The Centre for the Promotion of Private Enterprise (CPPE) has welcomed the Central Bank of Nigeria’s choice to keep the Monetary Policy Rate unchanged at 26.50%, arguing that the decision supports Nigerian companies while signaling a more measured approach to managing inflation pressures.
Key takeaways
- CPPE endorsed the Central Bank’s decision to hold Nigeria’s Monetary Policy Rate at 26.50%.
- CPPE described the interest-rate pause as pragmatic and beneficial for business activity.
- The group said the move reflects the central bank’s improved grasp of Nigeria’s current inflation drivers.
- CPPE argued that tightening further could hinder productivity, industrial recovery, investment, and job creation.
- The CPPE position ties policy restraint to stronger economic management amid global uncertainty and rising geopolitical risks.
CPPE praises the rate hold as a business-friendly stance
In a statement from CPPE’s chief executive officer, the group said the Monetary Policy Committee’s decision to maintain interest rates represents a pragmatic step that would be “good for Nigerian businesses.” It added that the central bank’s approach shows an increasingly sophisticated understanding of the inflation dynamics facing the Nigerian economy.
CPPE also highlighted that the rate decision comes at a time when international conditions remain unsettled and geopolitical tensions are intensifying. In that context, the group said the MPC’s choice would serve as a strong signal of policy maturity, strategic restraint, and confidence in the direction of Nigeria’s macroeconomic management.

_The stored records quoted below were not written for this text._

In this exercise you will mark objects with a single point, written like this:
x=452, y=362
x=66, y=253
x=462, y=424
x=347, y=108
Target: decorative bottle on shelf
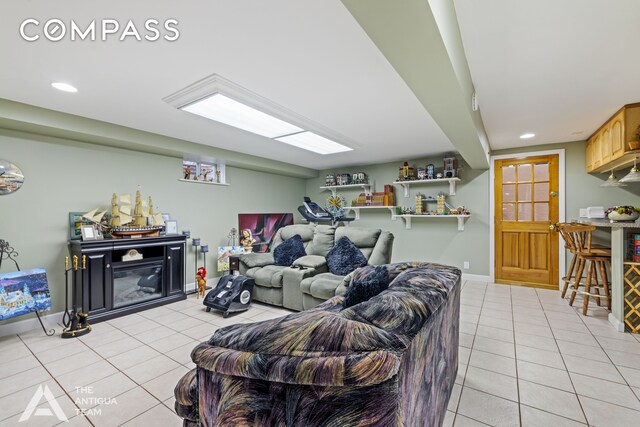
x=440, y=204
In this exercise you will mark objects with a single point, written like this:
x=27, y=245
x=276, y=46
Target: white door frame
x=561, y=207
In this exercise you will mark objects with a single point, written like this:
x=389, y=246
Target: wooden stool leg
x=567, y=278
x=587, y=288
x=595, y=282
x=576, y=281
x=605, y=279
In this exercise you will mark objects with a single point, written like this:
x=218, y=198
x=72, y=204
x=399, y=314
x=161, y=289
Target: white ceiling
x=556, y=68
x=308, y=56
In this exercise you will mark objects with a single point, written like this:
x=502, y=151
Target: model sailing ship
x=124, y=223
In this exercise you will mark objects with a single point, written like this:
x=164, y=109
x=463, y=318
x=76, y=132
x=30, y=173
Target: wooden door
x=526, y=205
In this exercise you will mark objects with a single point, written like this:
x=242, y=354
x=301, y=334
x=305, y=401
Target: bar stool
x=595, y=259
x=572, y=247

Concerns over excessive tightening and its economic consequences
CPPE warned that further tightening at this stage could reduce economic activity in ways that would be difficult to reverse. The organization said aggressive increases in borrowing costs could choke productivity, weaken industrial recovery, limit the appetite for investment, and ultimately undermine efforts to expand employment.
The group also emphasized a broader economic point: it argued that growth does not come from high interest rates. Instead, it said economies expand through productivity improvements, stronger enterprise activity, investment confidence, and consistent policy coordination—elements CPPE views as critical for Nigeria’s economic outlook.